Ad2) Desondanks ben ik nog steeds niet zeker, tenminste wat het Duits betreft, en dit kan wel een regionaal verschil zijn. Is de betekenis van "mee/mede" en "mit" als "meedoen", maar niet "samen doen", ook in composita in het Duits een reele en vaak voorkomende betekenis? Volgens mijn taalgevoel is het niet zo, maar dat kan een regionaal verschil zijn of zelfs een idiosyncrasie van mijn kant.

Sorry geen antwoorden, alleen maar sommige fragmentarische gedachtes.


----------



## Couch Tomato

Twee mensen die samen aan één project werken, zijn niet elkaars medewerkers. De "mede" in "medewerkers" kan deze indruk wekken, maar toch is dat niet zo.
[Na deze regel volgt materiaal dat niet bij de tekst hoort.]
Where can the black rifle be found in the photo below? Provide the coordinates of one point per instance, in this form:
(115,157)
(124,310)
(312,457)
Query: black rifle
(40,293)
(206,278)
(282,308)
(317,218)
Bob en Klaas zijn medewerkers bij een bank. Zij werken samen aan één project. Bob is Klaas' collega en vice versa.


----------



## Lopes

Als je zegt 'uw medewerkers' dan slaat dat eigenlijk op mensen die voor je werken, niet met je. Medewerker is dus meer een synoniem van werknemer.


----------



## fas_et_nefas

Dank jullie wel, Couch Tomato en Lopes. Ik denk dat ik het verschil nu goed begrijp. Tegen een baas kan ik wel "uw medewerkers" zeggen, hoewel dat misschien ietsje paternalistisch klinkt.


----------